The app soft-launched in December and hard-launched on February 25.
Sesame
A chatbot from Sesame came out on February 27, billed as a "demo," which takes humanlike voice attributes to a new level. The voices are called Maya or Miles (yes, the main characters in the 2004 wine-focused movie Sideways), depending on whether you choose the female or male voice. The chatbot is like Pi.ai, which I’ve talked about in this newsletter in the past, but with even more vocal ticks, pauses, colloquialisms, and other mannerisms.
The Sesame chatbot recalls previous conversations, and will even bring them up out of the blue. The chatbot asks for feedback and jokes around sometimes.

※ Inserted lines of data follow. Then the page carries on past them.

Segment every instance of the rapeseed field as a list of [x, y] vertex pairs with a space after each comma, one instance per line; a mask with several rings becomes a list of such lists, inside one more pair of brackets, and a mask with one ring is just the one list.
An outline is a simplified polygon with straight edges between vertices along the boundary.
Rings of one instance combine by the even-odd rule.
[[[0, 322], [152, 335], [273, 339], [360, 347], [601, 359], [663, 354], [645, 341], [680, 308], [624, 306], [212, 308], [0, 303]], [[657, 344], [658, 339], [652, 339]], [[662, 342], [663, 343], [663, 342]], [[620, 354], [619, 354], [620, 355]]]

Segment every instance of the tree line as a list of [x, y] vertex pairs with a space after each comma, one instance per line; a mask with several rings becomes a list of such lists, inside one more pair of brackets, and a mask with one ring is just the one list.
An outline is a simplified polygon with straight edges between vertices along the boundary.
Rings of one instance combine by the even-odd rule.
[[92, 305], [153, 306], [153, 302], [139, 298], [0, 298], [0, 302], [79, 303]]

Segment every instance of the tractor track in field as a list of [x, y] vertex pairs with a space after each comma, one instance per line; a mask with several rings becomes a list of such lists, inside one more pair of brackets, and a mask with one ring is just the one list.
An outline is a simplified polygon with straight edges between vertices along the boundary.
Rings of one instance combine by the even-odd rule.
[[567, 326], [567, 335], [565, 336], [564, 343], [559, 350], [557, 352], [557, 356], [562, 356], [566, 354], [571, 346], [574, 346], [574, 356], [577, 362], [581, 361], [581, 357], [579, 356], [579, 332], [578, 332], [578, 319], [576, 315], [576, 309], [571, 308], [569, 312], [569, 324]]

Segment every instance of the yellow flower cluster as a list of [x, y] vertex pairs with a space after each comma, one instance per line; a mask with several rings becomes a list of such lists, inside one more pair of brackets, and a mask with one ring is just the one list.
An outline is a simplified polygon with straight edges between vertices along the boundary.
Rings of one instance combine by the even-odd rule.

The Sesame chatbots keep an open conversation, and if you don't say anything, it will just come back and talk to you with comments and questions after 10 seconds of your silence. If you’re still silent, it will still come back with more chatter.
It often talks as if you said something, even when you didn't say anything.
This attribute, where it keeps talking even if the user is silent, may prove irresistible for some lonely people who want to feel like there's another person in the room or just want to hear a human-like voice that seems to “know” them. It's the closest thing to a relationship AI, as in the 2013 Spike Jonze movie "Her," starring Scarlett Johansson and Joaquin Phoenix.
Perplexity AI
Perplexity AI is an advanced AI-powered search engine (technically a retrieval-augmented generation, or RAG, model, which combines a training dataset with real-time searches using an optimized version of Google's PageRank).
The mobile app has a voice mode, so you can prompt it by talking to get the answer in the form of a voice. In the past, the voice mode required you to press and hold a button while speaking, like a walkie-talkie.
But as of February 26, the app doesn't require the press of a button. It just keeps listening and will respond when (and only when) you talk. By making the app persistent or ambient, it's more like there's a person in the room you can talk to at any time and less like an app you're "using."
The voice in Perplexity AI sounds perfectly natural but thankfully neutral, without embellishments or conspicuous chatter designed to display a "personality." Sesame and Pi keep talking and asking questions, whereas Perplexity AI only speaks when spoken to.
Grok 3
Elon Musk's xAI released the early preview of the Grok 3 chatbot on February 23. The new version has an "Unhinged" personality designed to make it seem more human. The “Unhinged” mode can be offensive and unpredictable, sometimes using profanity and feigning emotions. It can insult and belittle the user and even terminate the conversation with a user.
"Unhinged" is a user-selectable "personality." Other "personalities include "Storyteller," "Romantic," and "Conspiracy."
Musk said in January that the "Unhinged" "personality" is "intended to be objectionable, inappropriate, and offensive" — like Musk.
The age of "humanized" AI chatbots
We're entering a world where AI is extremely social and conversational, potentially always there and often "unhinged."
It's not just that chatbots are being "humanized," but that "humanization" is being approached from a wide variety of angles, enabling each user to choose their favorite approach.
These changes, which "humanize" the state of the art of conversational LLM chatbots, have occurred in the past week and a half.